I had accepted the miserable truth. I was possessed, colonized by the souls of the dead that had come to rest behind the walls of that house after Fiona's passing. She was in me, too, and nightly directed me in seeking out more souls to add to the collection. If I allowed it, she'd keep on goading me, leading me to fresh souls in need of a worldly vessel, and my body would eventually burst at the seams. Already I had aged considerably, as she had. A human body is built to contain but one soul—the strain of hosting many was truly terrible.
Willard Weiss had suggested that I commit suicide, and after all I'd been through I couldn't blame him for recommending it. I was a time bomb, and the only clear path forward was to hide myself away. Fiona had remained hidden for nearly forty years before I'd disturbed her. Perhaps if I could off myself in a sufficiently remote area, I'd be able to spare the world this horror another forty years. Maybe longer.
But leaving the hospital had done much to reinvigorate me. I was reacquainted with my lust for life, and wanted to exhaust every other avenue before taking such a dire step. I would seek out every holy man in the Midwest, regardless of his faith, and request an exorcism. I'd go looking for the most respected experts in the field of parapsychology and would ask them to study me. Perhaps someone in that field would be able to crack the surface and free me of this curse.
And, of course, I'd try reaching out once more to Willard Weiss.
My talk with Weiss had not gone the way I'd hoped. He'd cleared things up for me, had provided me with all the information there was about the haunting of the house on Morgan Road, but he'd withheld salvation.
I called him first thing, while waiting for a cab in the shadow of the hospital building. I didn't expect him to come up with a solution, to save me from this, but before leaving the city and seeking out answers on my own, I felt the need to speak to him again. His closeness to the events that had created this haunting made him
vitally important, and if there were any other details to be gleaned that might be of use to future investigators, I wanted desperately to know them.

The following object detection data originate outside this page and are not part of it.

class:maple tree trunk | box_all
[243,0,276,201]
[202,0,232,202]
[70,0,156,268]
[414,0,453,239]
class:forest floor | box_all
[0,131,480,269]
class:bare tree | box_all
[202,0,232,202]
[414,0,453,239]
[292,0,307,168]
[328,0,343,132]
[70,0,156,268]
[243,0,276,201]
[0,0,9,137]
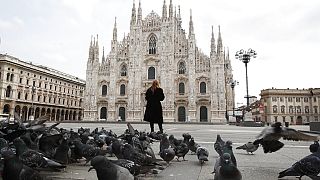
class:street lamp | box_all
[231,80,239,117]
[29,86,36,120]
[235,48,257,111]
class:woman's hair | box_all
[151,80,160,93]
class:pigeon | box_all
[253,122,319,153]
[53,136,71,164]
[110,159,141,176]
[214,153,242,180]
[309,141,319,153]
[13,138,66,169]
[196,147,209,165]
[174,143,189,161]
[160,147,176,164]
[213,134,225,156]
[88,156,134,180]
[278,148,320,180]
[188,137,200,153]
[2,151,43,180]
[236,142,259,154]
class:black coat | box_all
[143,88,164,123]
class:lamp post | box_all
[231,80,239,117]
[235,48,257,111]
[29,86,36,120]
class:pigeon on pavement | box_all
[236,142,259,154]
[160,147,176,164]
[213,134,225,156]
[253,122,319,153]
[214,153,242,180]
[196,147,209,164]
[88,156,134,180]
[278,148,320,180]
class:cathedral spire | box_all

I hadn't expected him to answer, but he did. “It's you, isn't it?” was the first thing out of his mouth.
I told him that it was, in fact, me. “Things are getting bad,” I said. “I don't look my age anymore. I feel like I'm falling apart, man. I'm losing track of time, and I see her everywhere. Each night, she's guiding me to do things. I was in the hospital, and even there...”
Weiss was silent for a long while. When he spoke up, it was merely to berate me again. “I've told you this already, but you did it to yourself. You shouldn't have stayed in that house. I wish I'd burned it down. I wish I'd hidden her elsewhere. Maybe this wouldn't have happened, then.” He cursed under his breath. “You shouldn't have stayed there, kid. You could have avoided all of this.”
“That doesn't help me much,” I replied. “And I didn't have a choice but to stay there. I was working on the house, fixing it—I mean, how was I supposed to know? No one told me about what had happened there, what souls were resting in the place. I've stayed overnight in a number of worksites before and never encountered something like this.”
“No!” spat Weiss. “You did know, damn it, and that's why you're up Shit Creek! Tell me again, how many signs did you ignore, huh? How many things did you pass off as 'coincidence'? You fucked around in that house even when, deep in your heart, you knew you shouldn't have been there. You brought it upon yourself. I shouldn't feel bad for you. I do, but how I wish I didn't.”
“That house was supposed to be my shot at something greater!” I shouted. My eyes ached with tears. “It was supposed to be a turning point for my career. I only had to fix it in thirty days and put out some shitty videos. People—important people—were interested in me! They wanted to put me on TV when I was done. No shit, I stuck it out. Even when things got scary, I kept working in there because I wanted so badly to succeed. But I couldn't have possibly known what I was getting into. No one could have known.”